Copyright © 1999 by Michael Segers, All rights reserved
Brought to you by Peanut.org
Note: 2002 - National Public Radio has concluded this series.
Most of these links, then, are no longer active.
The concluding words have become prophetic.
The Internet’s brightest, gaudiest neighborhood is the World Wide Web. The first time you step, cruise, or surf onto it, you realize that this is very much a graphic, visual way of interacting with your computer and the cyberspace behind it. In fact, the Web can be a problem for blind users for whom computers have been so liberating. So, it is a pleasure to report on some very special sounds my brother Mark—computer-nut and jazz musician—has called to my attention at:
http://www.npr.org/programs/lnfsound/onair
Beginning in January of this year (1999), National Public Radio began airing a yearlong series of special documentaries on the Friday editions of their afternoon news program, All Things Considered, called "Lost & Found Sound." Executive Producers, Davia Nelson & Nikki Silva (known as the Kitchen Sisters) with Jay Allison, are working with a wide range of individuals and institutions to let us listen to and celebrate the sounds of the people and technology of our century. So, where do sweaty thighs fit into all this?
Best of all, for our purposes, these programs are archived on the World Wide Web (at the above address) for your enlightenment and listening pleasure. So, if you are not near a radio on Friday afternoon or you want to share with someone a special jewel that you heard on the last commute of the week, here is your chance. To listen to these wonderful presentations, you will need the RealMedia® Player program. Most likely, this program was included with the pre-loaded software that came with your computer, but if not, you can download it for free.

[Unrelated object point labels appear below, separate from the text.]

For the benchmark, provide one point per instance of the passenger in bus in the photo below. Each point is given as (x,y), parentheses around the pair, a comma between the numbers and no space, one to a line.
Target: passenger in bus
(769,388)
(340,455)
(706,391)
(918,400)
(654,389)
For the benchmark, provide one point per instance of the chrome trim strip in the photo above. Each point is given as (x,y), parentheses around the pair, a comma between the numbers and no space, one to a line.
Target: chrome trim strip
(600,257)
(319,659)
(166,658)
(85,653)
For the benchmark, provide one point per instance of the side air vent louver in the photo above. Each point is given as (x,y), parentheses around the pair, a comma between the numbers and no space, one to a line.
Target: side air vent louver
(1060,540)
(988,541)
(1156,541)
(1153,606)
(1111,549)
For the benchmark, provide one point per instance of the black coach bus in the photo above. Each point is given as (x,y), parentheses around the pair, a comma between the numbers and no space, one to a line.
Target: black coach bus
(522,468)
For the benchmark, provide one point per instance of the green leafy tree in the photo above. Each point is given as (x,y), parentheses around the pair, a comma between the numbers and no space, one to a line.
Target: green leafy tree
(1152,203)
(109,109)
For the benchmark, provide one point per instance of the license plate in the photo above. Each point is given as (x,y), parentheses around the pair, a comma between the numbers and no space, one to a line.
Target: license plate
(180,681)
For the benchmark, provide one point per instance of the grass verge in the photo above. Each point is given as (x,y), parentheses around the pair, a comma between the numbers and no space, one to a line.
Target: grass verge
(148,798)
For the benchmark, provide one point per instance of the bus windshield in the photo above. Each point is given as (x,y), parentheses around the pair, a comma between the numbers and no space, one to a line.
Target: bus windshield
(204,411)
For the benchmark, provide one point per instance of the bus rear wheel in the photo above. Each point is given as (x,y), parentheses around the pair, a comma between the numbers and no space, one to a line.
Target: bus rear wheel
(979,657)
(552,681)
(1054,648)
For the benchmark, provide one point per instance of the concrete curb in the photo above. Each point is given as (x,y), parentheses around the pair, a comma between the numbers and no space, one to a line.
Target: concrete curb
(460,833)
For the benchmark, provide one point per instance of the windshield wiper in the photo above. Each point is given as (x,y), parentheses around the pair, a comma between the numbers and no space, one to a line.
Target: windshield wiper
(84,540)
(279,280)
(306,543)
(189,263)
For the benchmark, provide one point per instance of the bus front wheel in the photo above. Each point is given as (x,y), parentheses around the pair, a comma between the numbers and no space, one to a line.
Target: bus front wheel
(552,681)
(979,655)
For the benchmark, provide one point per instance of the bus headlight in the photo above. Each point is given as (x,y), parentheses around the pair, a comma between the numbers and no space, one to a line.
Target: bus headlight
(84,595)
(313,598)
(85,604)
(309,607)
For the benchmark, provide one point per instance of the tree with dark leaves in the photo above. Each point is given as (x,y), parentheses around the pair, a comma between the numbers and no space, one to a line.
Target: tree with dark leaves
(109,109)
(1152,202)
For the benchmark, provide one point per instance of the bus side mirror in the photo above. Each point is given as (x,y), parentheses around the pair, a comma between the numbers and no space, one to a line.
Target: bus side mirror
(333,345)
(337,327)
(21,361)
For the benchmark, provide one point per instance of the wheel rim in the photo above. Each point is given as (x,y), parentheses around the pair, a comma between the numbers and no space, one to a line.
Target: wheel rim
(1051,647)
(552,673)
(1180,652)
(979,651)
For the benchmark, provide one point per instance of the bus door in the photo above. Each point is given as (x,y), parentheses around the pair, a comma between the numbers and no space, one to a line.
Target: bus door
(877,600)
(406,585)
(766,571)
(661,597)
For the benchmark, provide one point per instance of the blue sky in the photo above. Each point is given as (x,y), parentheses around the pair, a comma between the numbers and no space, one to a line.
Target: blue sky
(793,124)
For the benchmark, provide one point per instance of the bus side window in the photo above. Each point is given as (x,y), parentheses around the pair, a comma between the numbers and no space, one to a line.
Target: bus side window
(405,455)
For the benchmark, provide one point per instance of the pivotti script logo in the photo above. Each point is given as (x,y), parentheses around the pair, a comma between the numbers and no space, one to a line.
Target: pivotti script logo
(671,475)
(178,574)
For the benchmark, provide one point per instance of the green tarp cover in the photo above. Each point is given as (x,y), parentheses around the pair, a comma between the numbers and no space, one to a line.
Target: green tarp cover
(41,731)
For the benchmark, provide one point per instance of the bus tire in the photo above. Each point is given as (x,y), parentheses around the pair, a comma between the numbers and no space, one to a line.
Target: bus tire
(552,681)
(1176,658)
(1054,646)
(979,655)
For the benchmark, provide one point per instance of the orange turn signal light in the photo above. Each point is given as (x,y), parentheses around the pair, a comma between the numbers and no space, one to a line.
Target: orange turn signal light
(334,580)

At the introductory page of the "Lost & Found Sound" series (above), you’ll find a chronological listing of the series, which began, appropriately, with a two part feature on "The Rise and Fall and Fall and Rise of Thomas Alva Edison." After all, he was the one who made such collections of sound possible. There are also some programs that concentrate on the technology: "Dead Media" (ever listen to a dictabelt?), sound in the movies, Morse code, and answering machines. There are also features on various individual and institutional collections and archives of sound, ranging from special collections at Michigan State University to the 30,000 recordings a man has made of his New York City neighborhood.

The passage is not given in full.